“I just can’t take any more!” one reporter assigned to cover the former speaker said to her colleagues after yet another Gingrich stem winder. Mr. Paul’s supporters were everywhere, but not so much Mr. Paul. Mr. Huntsman was enjoying a bit of the spotlight, but his candidacy would likely collapse even if he somehow eked past Mr. Paul.

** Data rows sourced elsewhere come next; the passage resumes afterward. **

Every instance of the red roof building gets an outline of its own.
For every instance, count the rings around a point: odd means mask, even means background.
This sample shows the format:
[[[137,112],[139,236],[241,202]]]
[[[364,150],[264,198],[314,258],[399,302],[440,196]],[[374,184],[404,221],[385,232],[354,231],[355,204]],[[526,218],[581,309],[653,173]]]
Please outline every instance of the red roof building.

Mr. Romney had the most volunteers in the state, but they too were a relatively muted crew. During Saturday’s debate, the campaign headquarters in Manchester locked the door against all press and outsiders and hosted a debate-watching party for a few dozen supporters. They snacked on popcorn chicken and Dum-dum lollipops but mostly fought off drowsiness as the candidates refrained from attacking one another. The only time they got energized was when Mr. Huntsman said that a typical Saturday night for him meant speaking with his sons who were serving overseas in the military. “Boo!” the Romneyites yelled. “Pander!”
Even the protesters couldn’t quite summon the energy.
Ms. Hutchings, the Occupy protester bird-dogging Mr. Santorum at the lake, did eventually get called on. But before the light of the TV cameras and few hundred Republicans, she lost her nerve, and could only meekly offer up a question about what he intended to do about jobs, which Mr. Santorum brushed off with vague rhetoric.
Disappointed, Ms. Hutchings gathered a half-dozen of her fellow Occupiers and chased after a confused Mr. Santorum chanting, “Occupy Wall Street! Occupy Wall Street!” Reporters stopped her to find out if she was from New Hampshire and what she thought of the candidates.
“Don’t you see?” she implored. “It’s all a charade!”